アミちゃんと一緒に入居した飼い主の田中久夫さん(仮名、90歳代男性)は、長年、アミちゃんと“2人暮らし”をしていました。しかし、田中さんは認知症になり、生活能力が失われていきます。家事や買い物も難しくなり、近所の人が食べ物を差し入れてくれることで、かろうじて命をつないでいるような状態になってしまいました。
田中さんが住む市の福祉課職員は、このままでは田中さんが餓死や凍死してしまうことを本気で心配していました。餓死と聞くと意外に感じる人が多いでしょうが、認知症の独居高齢者が餓死をすることは決して珍しいことではないのです。とは言っても、経済的理由によるものではありません。お金があっても、食べ物を買ったり、管理したりすることができないためです。中には認知症のために、食べるということが理解できなくなるケースもあります。
凍死は、暖房器具を扱うことができなくなるためです。認知症の高齢者が火を扱うことは危ないので、家族や周囲の人がストーブ類を撤去するのはよくあることです。高齢者を守るためには仕方がないのです。ストーブの類がなくなると、エアコンだけが頼りなのですが、認知症のせいでエアコンの扱いができない場合があります。
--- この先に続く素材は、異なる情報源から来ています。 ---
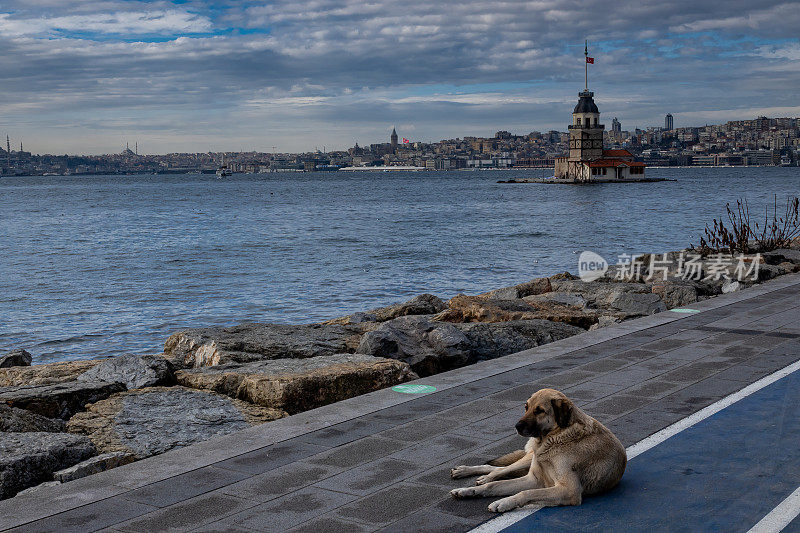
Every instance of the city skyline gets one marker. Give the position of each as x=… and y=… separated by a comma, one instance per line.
x=199, y=76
他の人がタイマーを設定しても、リモコンをいじって、うまく作動しなくしてしまうのです。その結果、暖房のない冷え切った部屋で凍死してしまう、ということが起きます。
おそらく、これからは、同様の理由で、熱中症で亡くなる認知症高齢者も増えると思います。
市の職員は、このような事情で、田中さんの餓死や凍死を心配して、特別養護老人ホームへの入居を勧めていましたが、田中さんは拒否していました。
その理由はもちろん、アミちゃんと離れたくない、ということです。
アミちゃんを置いてはどこにもいかないと、老人ホーム入居を頑として拒んでいたのです。
認知症になって、いろいろなことがわからなくなっても、アミちゃんへの強い思いだけは揺るぎませんでした。食事の時、田中さんは、差し入れてもらったお総菜やお弁当を、まずアミちゃんに食べさせます。そして残った物を自分が食べていたほどです。何よりもアミちゃんが大切だったのです。